Back to Daily Question archive

AS Daily A Level Physics question

2026-05-30 OCR A Practical Skills & Data (M1) Module 1: Development of practical skills — Graphical analysis (gradients/intercepts; testing proportionality) Module 4: Electric circuits (AS) — Energy and power in DC circuits

A student investigates whether the electrical power P delivered to a small heater is proportional to the square of the current I through it.
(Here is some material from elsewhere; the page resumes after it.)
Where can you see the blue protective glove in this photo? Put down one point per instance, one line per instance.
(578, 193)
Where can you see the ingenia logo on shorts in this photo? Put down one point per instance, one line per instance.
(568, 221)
They obtain two readings: at I = 0.40 A, P = 1.9 W; at I = 0.80 A, P = 7.6 W. Without using logs, which statement must be true when using a straight-line test to assess this model and estimate the constant?

  1. A Plot P against I; expect a straight line through the origin; doubling I should double P; using I = 0.40 A gives a gradient about 4.8 W A^-1.
  2. B Plot P against I^2; expect a straight line through the origin; doubling I should roughly quadruple P; using I = 0.40 A gives a gradient about 12 W A^-2. (correct)
  3. C Plot I^2 against P; expect a straight line through the origin; using I = 0.40 A gives a gradient about 12 and this equals the resistance.
  4. D Plot P against 1/I; expect a straight line; using I = 0.80 A gives a gradient about 6.1 in units of W·A.

Answer

The correct answer is B.

Correct: B — Plot P against I^2; expect a straight line through the origin; doubling I should roughly quadruple P; using I = 0.40 A gives a gradient about 12 W A^-2. This tests the square-law directly: P/I^2 ≈ 1.9/0.16 ≈ 12 (and 7.6/0.64 ≈ 12), so points lie on a line through the origin with gradient ≈ 12 (equal to the constant, numerically the resistance in Ω). A is wrong because a square-law does not give P ∝ I, so doubling I should quadruple P, not double; plotting P vs I would curve, and the quoted gradient/units do not represent the constant here. B is correct because plotting P vs I^2 gives a straight line through the origin for P ∝ I^2, and P/I^2 from the data is consistent (~12). C is wrong because while plotting I^2 vs P can give a straight line, its gradient is 1/R ≈ 0.084 A^2 W^-1, not ≈ 12, so the stated value and interpretation are incorrect. D is wrong because P vs 1/I is not linear for P ∝ I^2 (it would vary as 1/(1/I)^2), and the quoted gradient/units are not a valid test of the model.